Okumaya can alıcı bir sahneyle başlıyorsunuz. Yahu noluyor demeye kalmadan ilk bölümden başlıyor atraksiyonlar. Fulya ve Aras yıl dönümlerini kutlamak için yemeğe çıkıyorlar ve o da ne Demir'le karşılaşıyorlar. Tabi Demir'in Fulya'ya bakışlarından Aras huylanıyor, ona karşı ilgisi olduğunu düşünüp gecelerini berbat ediyor. Gece sonlandı kız gidiyor derken yine bir atraksiyon, Fulya kaçırılıyor. Kim kaçırıyor az çok tahmin ediyorsunuzdur.
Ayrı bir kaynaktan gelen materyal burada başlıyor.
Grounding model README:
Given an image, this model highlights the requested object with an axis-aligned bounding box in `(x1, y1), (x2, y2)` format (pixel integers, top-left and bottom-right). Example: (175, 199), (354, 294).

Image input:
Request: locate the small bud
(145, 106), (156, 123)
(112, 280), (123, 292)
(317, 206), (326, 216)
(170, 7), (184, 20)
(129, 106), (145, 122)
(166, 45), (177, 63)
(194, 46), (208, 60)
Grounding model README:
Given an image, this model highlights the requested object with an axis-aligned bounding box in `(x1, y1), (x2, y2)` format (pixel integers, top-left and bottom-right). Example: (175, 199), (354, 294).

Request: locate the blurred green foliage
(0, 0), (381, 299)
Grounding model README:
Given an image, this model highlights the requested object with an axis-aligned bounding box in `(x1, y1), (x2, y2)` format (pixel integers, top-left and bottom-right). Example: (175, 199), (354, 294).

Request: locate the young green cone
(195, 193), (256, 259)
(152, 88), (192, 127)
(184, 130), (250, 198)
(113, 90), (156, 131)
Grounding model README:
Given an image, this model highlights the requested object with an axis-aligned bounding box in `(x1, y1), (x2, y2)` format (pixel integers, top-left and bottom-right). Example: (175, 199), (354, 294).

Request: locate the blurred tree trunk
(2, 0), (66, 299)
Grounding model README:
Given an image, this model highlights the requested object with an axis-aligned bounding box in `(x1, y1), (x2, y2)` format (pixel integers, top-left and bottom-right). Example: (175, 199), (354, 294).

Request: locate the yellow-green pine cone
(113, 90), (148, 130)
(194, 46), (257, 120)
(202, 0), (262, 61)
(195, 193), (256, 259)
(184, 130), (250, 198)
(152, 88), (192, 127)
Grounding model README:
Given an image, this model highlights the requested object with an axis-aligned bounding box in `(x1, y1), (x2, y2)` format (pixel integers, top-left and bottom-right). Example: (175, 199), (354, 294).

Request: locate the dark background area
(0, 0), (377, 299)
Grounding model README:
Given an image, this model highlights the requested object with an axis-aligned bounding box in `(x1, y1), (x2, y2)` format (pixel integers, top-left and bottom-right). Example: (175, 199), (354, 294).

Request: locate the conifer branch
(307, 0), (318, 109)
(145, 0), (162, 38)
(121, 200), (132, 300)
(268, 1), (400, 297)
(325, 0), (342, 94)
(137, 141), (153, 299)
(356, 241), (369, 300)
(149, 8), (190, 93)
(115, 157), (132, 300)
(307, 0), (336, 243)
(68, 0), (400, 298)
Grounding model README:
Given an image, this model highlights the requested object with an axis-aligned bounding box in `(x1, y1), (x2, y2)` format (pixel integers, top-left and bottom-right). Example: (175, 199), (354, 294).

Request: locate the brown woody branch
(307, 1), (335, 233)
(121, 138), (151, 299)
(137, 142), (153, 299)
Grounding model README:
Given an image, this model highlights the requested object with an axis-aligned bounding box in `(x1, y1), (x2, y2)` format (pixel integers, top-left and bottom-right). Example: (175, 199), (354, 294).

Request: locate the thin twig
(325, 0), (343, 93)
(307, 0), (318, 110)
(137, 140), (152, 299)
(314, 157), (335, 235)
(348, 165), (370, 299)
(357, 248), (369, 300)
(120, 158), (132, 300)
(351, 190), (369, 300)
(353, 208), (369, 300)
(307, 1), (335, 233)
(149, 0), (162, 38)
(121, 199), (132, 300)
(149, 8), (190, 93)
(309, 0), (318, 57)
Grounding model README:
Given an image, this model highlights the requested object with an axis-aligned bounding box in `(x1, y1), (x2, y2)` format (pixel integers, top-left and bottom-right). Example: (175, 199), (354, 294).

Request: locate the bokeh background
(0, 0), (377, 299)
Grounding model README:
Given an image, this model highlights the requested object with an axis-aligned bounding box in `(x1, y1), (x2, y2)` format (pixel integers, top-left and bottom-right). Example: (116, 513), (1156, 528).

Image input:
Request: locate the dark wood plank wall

Dedim yok artık bu kadarını yapmaz ama yaptı. Artık adamın canına nasıl tak ettiyse adeta gözü dönüyor.


"Sevdiğin kadına başkasının sahip olması canımı ne kadar yakıyor biliyor musun? Sana bakan bakışları kör etmek isterken, sen onun oldun Fulya. Ben her gece senin hayalini kurarken, benim olmanı dilerken sen..."


Ne çektin be Demir'im.


Tabi ki Demir Fulya'yı günlerce tutsak etmiyor. Aras gelip Fulya'yı buluyor ama ne bulmak. Bu kısımdaki entrikaları anlatmak istemiyorum azcık merak edip okuyun istiyorum. Artık neler olduysa Aras, Fulya'yı görmek bile istemiyor. Fulya, olanları anlatmak, kendini affettirmek için elinden geleni yapmaya çalışıyor ki bu süreçte Aras'ın nasıl bir pislik olduğunu görüyoruz. Ben demiştim ama var bu adamda bir şey diye. Demir yine aşkının yüceliğini gösterip bu süreçte Fulya'nın yanında ona destek olmaya çalışıyor.


"Sadece sarıl bana. Hiç bırakmayacakmış gibi sarıl. Hep benimmişsin, sadece bana aitmişsin gibi sarıl."


"Seni kimsenin incitmesine izin
vermeyeceğim! Bu bana tercih ettiğin o aşağılık adam da olsa, seni üzmesine asla izin vermeyeceğim."


Ay içim parçalandı a dostlar. Demir'i sevmeyerek bu çektirdikleri yetmezmiş gibi Fulya hanım adamın yanında ben Aras'ı seviyorum diyor. Gel de katil olma. Demir, nasıl böylesine sevebiliyorsun anlatsana biraz derken Demir'in ağzından bir bölüm okuyoruz ve tabi ki kalpler pır pır, gözler ışıl ışıl, ağızlar kulaklarda bir şekle giriyoruz. Hemen öyle sevinmeyin sonra suratınız düşüyor.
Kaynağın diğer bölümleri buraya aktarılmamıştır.